Wednesday, 5 January 2000

Playing Games - Chapter 27

 

  

AFTER PLAYING GAMES 


PART 2 


THOUGHTS AND MEMORIES OF YOU


Chapter 27 

                                  

                                                             THE TIME


                                   THAT SANDY WAS TRULY HURTING

                               COURSE, OF MISSING MATT SO MUCH!  


 When I came in that following day, I think really, everyone from work, had probably right away, saw that I was so upset!  Upset about how Matt wasn’t now going to be around any more, with us!  Because it was just simply how I was acting around them, with my head always seemed slightly tilted down!  Looking as I was so sad!  That half of the time had thought, oh!  No!  I sure hope I’m not going to start crying?  Because of thinking part of me was trying to deny that it was him!  Matt, that was really doing this to me!

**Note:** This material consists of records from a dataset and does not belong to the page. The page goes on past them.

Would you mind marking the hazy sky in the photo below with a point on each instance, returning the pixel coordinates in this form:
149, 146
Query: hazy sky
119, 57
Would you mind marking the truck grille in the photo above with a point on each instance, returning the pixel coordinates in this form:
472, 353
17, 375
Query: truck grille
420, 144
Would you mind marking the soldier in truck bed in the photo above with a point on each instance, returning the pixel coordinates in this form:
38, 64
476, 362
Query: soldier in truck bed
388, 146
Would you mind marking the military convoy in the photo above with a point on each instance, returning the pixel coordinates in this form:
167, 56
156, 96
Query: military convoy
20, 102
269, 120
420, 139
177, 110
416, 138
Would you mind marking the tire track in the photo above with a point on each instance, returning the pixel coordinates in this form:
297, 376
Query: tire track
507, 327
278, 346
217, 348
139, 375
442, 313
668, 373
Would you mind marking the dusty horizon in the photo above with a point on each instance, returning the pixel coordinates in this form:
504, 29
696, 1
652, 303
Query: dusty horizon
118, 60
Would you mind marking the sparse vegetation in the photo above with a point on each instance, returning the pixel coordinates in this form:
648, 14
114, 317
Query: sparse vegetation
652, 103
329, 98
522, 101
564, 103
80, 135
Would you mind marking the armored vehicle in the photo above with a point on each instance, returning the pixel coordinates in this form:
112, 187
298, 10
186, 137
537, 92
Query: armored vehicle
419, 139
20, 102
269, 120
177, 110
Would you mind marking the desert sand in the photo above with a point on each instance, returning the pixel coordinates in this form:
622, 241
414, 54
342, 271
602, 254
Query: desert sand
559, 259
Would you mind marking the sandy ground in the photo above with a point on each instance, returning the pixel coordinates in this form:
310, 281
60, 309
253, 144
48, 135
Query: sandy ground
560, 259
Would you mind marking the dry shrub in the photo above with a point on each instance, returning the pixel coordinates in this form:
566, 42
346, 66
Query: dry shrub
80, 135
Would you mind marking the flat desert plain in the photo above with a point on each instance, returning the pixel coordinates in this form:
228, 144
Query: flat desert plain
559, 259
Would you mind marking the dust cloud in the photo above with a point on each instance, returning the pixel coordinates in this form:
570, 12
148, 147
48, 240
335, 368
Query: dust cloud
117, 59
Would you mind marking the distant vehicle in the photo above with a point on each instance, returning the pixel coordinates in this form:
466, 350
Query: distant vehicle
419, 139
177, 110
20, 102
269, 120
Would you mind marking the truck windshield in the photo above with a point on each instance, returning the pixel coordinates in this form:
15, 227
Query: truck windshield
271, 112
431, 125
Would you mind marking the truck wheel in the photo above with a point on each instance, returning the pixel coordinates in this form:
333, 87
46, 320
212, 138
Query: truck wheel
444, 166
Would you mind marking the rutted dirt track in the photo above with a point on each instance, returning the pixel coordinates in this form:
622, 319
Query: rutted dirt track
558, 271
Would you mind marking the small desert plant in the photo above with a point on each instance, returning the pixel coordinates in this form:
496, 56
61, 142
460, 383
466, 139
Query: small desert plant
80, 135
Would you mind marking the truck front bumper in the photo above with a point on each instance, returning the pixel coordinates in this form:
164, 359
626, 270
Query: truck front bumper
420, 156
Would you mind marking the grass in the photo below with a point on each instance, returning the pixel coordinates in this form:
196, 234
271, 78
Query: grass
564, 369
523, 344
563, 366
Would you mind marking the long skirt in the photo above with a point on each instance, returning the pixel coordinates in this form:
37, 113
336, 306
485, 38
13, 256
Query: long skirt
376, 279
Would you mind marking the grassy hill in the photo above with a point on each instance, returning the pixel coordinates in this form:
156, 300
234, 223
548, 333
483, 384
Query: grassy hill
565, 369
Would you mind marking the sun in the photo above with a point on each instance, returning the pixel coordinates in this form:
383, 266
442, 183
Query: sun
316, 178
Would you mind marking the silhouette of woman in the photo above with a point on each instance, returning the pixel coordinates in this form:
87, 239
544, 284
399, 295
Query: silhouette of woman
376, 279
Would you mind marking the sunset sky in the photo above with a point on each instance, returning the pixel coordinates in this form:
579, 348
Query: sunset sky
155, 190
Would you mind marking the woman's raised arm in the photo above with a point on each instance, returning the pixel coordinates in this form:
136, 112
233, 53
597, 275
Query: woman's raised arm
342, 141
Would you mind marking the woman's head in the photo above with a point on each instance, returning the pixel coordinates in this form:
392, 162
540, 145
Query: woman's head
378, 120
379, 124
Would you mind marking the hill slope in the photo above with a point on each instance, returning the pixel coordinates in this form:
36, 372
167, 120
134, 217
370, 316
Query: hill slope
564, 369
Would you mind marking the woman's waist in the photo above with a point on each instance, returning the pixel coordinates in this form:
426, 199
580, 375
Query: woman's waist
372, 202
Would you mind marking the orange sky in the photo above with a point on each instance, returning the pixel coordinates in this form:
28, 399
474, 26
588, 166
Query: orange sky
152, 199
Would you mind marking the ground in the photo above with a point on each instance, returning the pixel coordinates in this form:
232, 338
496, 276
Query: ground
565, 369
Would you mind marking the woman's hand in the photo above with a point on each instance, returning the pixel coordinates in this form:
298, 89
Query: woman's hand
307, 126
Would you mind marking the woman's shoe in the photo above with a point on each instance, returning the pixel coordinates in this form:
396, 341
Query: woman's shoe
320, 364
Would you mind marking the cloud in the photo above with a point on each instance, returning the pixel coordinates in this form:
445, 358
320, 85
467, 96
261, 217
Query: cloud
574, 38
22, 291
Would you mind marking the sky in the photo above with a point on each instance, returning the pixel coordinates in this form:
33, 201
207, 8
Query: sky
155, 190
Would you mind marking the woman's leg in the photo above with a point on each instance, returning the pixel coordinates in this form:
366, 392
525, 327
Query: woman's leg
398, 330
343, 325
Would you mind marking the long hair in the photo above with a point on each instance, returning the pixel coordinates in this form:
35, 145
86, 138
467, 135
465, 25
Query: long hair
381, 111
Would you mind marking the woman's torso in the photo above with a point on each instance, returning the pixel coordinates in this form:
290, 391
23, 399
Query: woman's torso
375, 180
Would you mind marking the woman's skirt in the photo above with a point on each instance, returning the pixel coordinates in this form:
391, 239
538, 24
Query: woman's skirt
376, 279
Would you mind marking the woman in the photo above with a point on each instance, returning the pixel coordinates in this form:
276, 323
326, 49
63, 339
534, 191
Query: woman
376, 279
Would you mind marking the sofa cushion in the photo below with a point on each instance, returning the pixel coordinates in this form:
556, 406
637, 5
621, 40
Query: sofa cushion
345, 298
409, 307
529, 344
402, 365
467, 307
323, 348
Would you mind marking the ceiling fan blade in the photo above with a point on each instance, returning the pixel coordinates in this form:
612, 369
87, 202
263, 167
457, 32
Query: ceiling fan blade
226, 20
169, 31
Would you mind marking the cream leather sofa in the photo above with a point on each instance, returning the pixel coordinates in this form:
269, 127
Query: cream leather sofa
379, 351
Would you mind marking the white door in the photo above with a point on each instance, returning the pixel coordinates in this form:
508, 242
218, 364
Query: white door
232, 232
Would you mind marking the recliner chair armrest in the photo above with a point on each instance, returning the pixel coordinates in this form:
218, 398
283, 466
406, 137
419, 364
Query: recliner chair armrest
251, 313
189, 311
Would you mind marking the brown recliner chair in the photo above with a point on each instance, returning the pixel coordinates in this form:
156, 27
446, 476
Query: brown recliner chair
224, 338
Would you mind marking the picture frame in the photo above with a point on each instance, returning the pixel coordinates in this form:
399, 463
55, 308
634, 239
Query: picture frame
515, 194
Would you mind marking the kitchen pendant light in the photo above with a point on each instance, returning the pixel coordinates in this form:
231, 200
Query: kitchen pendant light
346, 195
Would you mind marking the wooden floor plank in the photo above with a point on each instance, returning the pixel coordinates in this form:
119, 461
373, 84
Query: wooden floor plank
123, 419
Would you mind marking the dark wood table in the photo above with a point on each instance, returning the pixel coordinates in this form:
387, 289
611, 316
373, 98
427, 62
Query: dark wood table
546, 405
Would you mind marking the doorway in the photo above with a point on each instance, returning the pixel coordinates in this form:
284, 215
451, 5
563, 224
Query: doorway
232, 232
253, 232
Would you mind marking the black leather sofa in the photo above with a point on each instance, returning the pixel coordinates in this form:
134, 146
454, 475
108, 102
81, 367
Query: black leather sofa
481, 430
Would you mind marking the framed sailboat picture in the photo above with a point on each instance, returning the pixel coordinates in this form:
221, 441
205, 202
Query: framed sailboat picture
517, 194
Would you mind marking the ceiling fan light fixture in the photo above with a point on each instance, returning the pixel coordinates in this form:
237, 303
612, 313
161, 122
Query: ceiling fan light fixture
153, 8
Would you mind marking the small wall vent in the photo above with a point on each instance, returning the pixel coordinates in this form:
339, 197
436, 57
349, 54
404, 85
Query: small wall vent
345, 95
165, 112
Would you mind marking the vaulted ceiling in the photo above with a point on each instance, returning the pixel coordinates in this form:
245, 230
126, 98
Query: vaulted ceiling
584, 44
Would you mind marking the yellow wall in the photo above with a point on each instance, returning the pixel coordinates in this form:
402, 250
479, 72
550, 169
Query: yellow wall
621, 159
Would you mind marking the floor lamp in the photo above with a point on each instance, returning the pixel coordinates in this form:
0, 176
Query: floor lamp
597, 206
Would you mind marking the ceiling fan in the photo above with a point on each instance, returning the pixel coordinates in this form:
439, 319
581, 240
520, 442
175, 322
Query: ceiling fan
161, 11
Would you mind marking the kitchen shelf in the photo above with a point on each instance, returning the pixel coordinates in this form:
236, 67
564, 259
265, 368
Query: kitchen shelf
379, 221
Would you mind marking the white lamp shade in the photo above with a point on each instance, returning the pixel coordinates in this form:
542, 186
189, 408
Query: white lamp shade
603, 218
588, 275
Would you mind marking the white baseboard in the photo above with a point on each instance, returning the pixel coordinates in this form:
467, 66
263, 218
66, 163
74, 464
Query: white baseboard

 Although, on that day and the next!  Not to mention, the following months, this girl was still pretty much feeling the same!  Which was feeling hollow inside of me!   So, I was hurting and really upset!  As for the others!  Well they all knew full well of how I was truly hurting over Matt!  Because none of them had mentioned his name around me, while working!  Course, you have no idea, of how it was for me to just carry on with my work!  Even though, some would say, “don’t be daft Sandy!  It was an hard time for me to carry on-like!  As, normal with my work! Course, as I sort of mention, I truly felt that when Matt had left, well he had took a huge part of me with him! 

 Why, I still even had wondered from this day onwards, of why, did all those complete Barstards, did, what they did, to me!  While Matt was still working with us!  Just tell me that!  As I’m sure I'm not wrong, in thinking that they could have played with my mind, so I would end up getting so confused about my feelings for Matt!  Course, I can tell you right now, that if they really hadn’t played with my feelings, as they had!  Well, I would know, full well that I wouldn’t think twice, of falling in love with anyone, as I am now!  Because once again, all I ever wanted, was to be a friend to Matt! And that’s all!  Not, who couldn't help herself by falling  in love with them!

 Anyway, as time went on!  And you would have thought things would have got a whole lot easier for me!  Could tell you, it didn’t!  As my feelings from work, as well as, at home was still very much the same!  Because I just couldn’t stop thinking of him!  Him as in Matt!  For nearly every time I was trying to carry on with my work, while I was at work, found it difficult for me, for sure!  Maybe, for each time I turned a corner or even went in the back to do something, I was still, at times, expecting him!  To either wonder into work!  Or to be near the till, serving away!  

 Not forgetting, of how he had always liked to pop in, from out of nowhere to surprise us!  Which, being me, had always dreamt it was me!   Like the time, he crept up behind me, without trying to let me know that he was there!  So, he could make me jump!  Which was so easy for anyone to do, to me!  But it was more so, if it Matt was around me!  So, there we have it!  Because I was still expecting him to pop out from around the corner! Or just come through the back from doing something!  Well I probably got so use of seeing him around!  That I was now actually, missing him so!  

 Because when one of the old member of staff, came wondering in, one day and first asked me, after saying, “hello!  Said, "Hey!  “Sandy, have you seen any sign of Matt, lately?"  Which to her response, could only reply quietly, “no!  But who also, nodded, while looking down, just slightly to them!  Only, as I did, all they could say was, “why that’s a shame Sandy!  "Because, you two seemed so very close! 

 Which to be honest!  Didn’t know of what she truly meant, by saying that!  But maybe it’s because I was trying to block everything that I really felt for Matt, out from my mind!  Being so upset, that is!  So still, as time past by and it was drawing so near to that first Christmas without my darling Matt of being there!  Well, you probably really would have thought, things now must have got a little earlier for me, now wouldn't you?  Since you know had left?  Well let me tell you, it sure didn’t!  Though, at times, what seemed a little strange, was there was a guy that had sometimes came popping into work to see Bobby!  And only speak to Bobby and no one else!  But don’t get me wrong!  I didn't have any quarrels with that!  Really I didn't!  

 Only, that it would have been nice if at times, the guy would have approached me also, to talk to for a while!  But what I also noticed was, while seeing them both talking away to each other, they always seemed to talk to themselves slightly away from me!  Like for some reason, they didn’t want me to hear them talking!  So, if you would ask me why, even now?  Well, I sure wouldn't have known why!  Because, all that I did know was every time this guy had came wondering in, like he normally had, well he would always go straight over to Bobby!   In the far corner to talk to her!  But once again, they would always be facing from the back, so I couldn't see them!  Only, what was all the bloody secrecy?